I don’t know. Maybe I never will. I feel as if I haven’t done enough to help others in my life, and so I have to move on from this moment. I have to assume I’ll live another sixty years and make my goal to make my memories worth having, my notes worth reading, the love I give to others worth remembering.

And now it strikes me that perhaps this is the true lesson death brings: We’re still alive.

Reality Checks don't pay well

I’ve gone through a lot lately; I think that goes without saying. The events of the past 3 months surprise even me when I think about it, but it’s put me on a good path in life. I’m working towards financial stability and moving out of paycheck-by-paycheck living, slowly but surely. And yet, I haven’t quite accepted reality, and that’s a difficult decision to make.

I probably can’t afford to go to college this summer, even though I would get reimbursed at the end by The Breakers.

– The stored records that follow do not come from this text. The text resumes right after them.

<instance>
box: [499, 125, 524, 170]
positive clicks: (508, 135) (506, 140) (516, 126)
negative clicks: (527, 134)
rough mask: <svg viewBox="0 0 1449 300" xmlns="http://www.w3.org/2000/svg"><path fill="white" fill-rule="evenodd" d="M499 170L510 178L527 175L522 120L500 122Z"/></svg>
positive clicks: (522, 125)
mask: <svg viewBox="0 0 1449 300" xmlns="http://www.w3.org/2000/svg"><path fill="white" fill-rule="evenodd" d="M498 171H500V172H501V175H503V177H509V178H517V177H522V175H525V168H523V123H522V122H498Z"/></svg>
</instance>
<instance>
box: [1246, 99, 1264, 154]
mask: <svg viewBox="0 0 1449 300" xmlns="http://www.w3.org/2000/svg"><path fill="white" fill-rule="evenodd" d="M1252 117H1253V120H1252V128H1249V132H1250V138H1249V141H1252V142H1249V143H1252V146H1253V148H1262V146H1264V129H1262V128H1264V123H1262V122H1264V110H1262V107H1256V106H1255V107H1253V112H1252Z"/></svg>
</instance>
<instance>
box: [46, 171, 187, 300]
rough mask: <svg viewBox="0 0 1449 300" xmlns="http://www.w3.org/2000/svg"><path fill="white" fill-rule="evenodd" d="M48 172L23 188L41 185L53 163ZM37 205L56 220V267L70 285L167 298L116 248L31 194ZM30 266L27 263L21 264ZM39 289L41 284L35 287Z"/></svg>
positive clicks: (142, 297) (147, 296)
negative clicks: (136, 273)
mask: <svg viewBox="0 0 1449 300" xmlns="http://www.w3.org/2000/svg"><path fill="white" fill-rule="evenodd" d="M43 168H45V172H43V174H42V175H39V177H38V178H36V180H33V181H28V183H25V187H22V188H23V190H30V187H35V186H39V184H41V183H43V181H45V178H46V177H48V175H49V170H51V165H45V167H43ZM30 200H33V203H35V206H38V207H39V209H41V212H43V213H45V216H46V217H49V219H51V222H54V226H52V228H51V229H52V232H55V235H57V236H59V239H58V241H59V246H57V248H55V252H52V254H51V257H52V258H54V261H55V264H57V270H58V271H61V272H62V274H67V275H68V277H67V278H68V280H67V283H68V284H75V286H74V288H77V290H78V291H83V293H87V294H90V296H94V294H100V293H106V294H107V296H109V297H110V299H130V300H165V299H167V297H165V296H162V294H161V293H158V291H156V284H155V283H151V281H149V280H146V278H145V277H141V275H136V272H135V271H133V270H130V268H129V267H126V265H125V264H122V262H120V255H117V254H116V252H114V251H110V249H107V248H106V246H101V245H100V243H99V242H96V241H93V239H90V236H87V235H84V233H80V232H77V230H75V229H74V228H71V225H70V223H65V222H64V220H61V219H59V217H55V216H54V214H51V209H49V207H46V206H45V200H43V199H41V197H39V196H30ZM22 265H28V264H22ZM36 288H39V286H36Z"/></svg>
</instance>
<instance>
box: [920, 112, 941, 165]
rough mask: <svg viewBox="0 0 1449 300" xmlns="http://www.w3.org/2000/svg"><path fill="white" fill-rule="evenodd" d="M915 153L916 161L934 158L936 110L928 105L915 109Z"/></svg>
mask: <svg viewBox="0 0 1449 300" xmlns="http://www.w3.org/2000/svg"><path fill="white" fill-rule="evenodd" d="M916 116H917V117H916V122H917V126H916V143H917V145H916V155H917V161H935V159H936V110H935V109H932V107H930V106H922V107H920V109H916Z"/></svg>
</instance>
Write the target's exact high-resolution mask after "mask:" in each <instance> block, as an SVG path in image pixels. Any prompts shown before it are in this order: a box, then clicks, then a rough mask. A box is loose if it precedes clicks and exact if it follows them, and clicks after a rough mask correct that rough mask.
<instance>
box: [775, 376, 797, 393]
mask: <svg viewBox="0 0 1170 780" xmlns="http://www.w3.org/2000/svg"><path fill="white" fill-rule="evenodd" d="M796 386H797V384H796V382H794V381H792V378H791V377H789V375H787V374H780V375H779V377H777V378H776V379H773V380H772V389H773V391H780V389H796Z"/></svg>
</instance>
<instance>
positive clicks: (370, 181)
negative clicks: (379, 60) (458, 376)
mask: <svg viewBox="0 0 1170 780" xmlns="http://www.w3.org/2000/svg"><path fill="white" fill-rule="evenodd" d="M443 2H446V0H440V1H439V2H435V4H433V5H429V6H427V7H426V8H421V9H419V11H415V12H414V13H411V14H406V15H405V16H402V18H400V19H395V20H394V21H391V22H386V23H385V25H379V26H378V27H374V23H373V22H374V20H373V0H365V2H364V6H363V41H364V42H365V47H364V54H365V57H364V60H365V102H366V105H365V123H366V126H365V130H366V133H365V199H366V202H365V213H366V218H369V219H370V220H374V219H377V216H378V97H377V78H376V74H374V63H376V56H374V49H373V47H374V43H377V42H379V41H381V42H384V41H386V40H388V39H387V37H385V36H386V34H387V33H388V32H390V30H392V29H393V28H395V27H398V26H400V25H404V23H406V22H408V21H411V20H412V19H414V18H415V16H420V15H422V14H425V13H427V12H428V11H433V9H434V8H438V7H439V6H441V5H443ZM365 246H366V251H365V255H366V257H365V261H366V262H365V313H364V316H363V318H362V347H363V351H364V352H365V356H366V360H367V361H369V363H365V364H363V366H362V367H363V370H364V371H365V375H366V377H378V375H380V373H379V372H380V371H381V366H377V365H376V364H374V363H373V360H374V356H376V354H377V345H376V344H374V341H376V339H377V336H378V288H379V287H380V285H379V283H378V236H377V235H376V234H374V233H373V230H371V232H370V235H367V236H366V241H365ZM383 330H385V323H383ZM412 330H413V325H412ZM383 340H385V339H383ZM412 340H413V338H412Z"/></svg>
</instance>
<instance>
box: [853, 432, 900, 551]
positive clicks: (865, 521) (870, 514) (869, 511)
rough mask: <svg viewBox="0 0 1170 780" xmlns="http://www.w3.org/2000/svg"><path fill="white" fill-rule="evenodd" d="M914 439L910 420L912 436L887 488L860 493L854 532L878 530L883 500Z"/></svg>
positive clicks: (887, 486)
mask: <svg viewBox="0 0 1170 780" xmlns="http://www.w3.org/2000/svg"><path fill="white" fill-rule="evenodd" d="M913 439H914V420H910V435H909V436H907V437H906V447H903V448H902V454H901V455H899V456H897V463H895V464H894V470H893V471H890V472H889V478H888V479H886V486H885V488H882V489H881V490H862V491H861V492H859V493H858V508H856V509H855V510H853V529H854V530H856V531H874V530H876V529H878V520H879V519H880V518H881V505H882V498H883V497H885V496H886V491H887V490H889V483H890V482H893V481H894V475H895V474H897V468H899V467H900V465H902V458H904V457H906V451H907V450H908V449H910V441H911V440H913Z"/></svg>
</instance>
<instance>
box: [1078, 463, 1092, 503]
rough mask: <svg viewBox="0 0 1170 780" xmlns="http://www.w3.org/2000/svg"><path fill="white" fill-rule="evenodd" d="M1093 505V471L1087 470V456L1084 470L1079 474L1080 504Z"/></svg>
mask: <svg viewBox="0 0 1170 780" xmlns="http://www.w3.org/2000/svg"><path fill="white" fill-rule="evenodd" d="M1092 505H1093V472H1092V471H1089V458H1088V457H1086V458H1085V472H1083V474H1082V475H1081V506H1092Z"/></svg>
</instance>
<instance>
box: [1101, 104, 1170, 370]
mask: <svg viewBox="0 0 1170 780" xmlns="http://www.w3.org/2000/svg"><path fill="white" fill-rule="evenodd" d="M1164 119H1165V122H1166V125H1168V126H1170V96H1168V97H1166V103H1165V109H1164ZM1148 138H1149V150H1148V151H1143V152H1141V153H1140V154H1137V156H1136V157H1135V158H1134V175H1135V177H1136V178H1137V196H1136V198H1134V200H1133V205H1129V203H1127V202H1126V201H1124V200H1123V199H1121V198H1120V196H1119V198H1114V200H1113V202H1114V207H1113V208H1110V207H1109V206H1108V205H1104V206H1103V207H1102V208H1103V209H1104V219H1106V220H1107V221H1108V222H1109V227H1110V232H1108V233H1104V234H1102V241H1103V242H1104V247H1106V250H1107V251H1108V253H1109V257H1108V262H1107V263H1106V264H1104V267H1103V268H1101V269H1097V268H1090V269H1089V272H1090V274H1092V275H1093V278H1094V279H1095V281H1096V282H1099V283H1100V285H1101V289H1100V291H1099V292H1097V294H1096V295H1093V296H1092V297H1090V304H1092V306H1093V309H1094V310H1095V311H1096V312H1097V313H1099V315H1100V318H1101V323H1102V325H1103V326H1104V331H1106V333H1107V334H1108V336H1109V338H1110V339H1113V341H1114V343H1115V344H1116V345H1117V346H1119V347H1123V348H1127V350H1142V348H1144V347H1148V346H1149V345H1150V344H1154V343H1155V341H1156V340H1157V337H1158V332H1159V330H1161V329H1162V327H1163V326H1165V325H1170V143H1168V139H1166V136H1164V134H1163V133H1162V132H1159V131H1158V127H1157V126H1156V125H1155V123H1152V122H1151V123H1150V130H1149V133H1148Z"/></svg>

I really shouldn’t date anyone right now, and I’m just not in a stable enough financial and emotional situation to be dating. I’m okay right now but if I added the stress of someone else into the mix, it’s like a ticking time bomb for an overload of panic.

I need to stop being selfless and focus on myself because I’m becoming extremely volatile, angry and irritable when I reduce myself to nothing for anyone else’s sake. That might be a good sign, too, but who nows? I don’t have the strength to give to others right now so instead they’re getting my leftover venom. That’s not a good sign for anybody.

And yet, there are some positives: I’m in a living situation that is positive and not likely to turn itself up on its head. My work is constant, rewarding and it’s offering careers beyond my immediate position. I am getting happier and more stable as some aspects of my life improve.

And best of all: I made Martha Stewart a cappucino and she said it was "fabulous". Who else gets that kind of validation?

So, even if life is hard and some of its harshness I"m not ready to completely commit to admitting to, I am getting happier, feeling better and altogether elated to have moved out of Jessica + Mark’s place.